The conflict in Afghanistan is now the longest one the United States has ever fought. Tens of thousands of people have been killed, at a cost of hundreds of billions of U.S. tax dollars. That there are electric lights in Kabul is as pathetic a “milestone for success” as one could imagine, and Obama’s focus on how sparkly the approach to Kabul’s airport is offers evidence of the same obstinate dismissal of reality that was so maddeningly common in the Bush White House.

Ultimately, what the Rolling Stone story tells us is that even those tasked with carrying out Obama’s Afghanistan policy know it’s an exercise in futility. McChrystal and his aides are protecting his legacy against history’s harsh judgment of what will prove an incoherent policy from its inception.

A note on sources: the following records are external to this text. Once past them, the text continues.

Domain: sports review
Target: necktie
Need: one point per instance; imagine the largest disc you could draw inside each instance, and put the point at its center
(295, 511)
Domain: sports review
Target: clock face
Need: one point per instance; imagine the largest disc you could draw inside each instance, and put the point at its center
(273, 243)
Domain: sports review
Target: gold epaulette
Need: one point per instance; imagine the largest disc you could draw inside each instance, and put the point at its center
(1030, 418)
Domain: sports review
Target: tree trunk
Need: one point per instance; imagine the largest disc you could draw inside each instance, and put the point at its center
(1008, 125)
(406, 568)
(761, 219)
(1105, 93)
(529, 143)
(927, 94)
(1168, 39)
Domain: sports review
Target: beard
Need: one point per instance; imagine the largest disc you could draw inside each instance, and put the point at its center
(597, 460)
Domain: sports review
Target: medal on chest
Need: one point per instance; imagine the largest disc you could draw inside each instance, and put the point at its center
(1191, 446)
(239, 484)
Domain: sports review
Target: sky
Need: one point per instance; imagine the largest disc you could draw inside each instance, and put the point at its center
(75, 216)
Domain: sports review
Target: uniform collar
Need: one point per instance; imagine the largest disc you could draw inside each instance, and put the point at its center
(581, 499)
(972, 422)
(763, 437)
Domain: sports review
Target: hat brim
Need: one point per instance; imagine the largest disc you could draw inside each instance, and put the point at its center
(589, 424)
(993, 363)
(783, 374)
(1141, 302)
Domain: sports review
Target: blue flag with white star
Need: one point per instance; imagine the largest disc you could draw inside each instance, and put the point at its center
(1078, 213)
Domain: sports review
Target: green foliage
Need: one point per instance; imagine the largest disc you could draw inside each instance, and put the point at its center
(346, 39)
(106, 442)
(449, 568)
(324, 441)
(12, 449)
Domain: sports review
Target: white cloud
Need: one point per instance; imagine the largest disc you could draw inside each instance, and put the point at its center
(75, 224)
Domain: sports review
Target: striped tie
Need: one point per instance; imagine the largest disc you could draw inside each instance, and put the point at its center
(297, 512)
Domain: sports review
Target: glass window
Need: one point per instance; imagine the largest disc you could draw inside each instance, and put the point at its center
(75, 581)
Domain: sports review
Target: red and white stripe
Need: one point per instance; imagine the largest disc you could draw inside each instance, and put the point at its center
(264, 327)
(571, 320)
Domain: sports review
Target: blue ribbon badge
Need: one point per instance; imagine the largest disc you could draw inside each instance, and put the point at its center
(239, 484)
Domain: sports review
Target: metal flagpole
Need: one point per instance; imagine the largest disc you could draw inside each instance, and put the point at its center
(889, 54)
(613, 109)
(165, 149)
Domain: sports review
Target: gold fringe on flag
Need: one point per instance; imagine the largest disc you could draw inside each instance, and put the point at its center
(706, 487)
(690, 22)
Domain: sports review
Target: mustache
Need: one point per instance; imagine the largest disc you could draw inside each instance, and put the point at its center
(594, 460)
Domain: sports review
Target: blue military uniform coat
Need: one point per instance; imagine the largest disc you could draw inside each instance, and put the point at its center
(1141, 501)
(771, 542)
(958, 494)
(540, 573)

Max Bergmann of the Center for American Progress didn’t miss what lies at the heart of the Rolling Stone report. “The significance of this food fight is not in what was said,” he wrote, “but in what it says about where the United States is in Afghanistan":  

What has become apparent is that … the mythic status now given to the surge in Iraq led to a significant degree of over-confidence on the part of McChrystal and others about their ability to turn the Afghan war around after it had utterly deteriorated year after year under the neglectful watch of the Bush administration.

The McChrystal incident provides some titillating political news for the pundits to chew on for a few days. But it also tells us a lot about the state of affairs in Afghanistan, and the picture is not pretty. That, rather than some quotes from McChrystal’s anonymous staffers, should be the Big Story this week.

Joshua Holland is an editor and senior writer at AlterNet.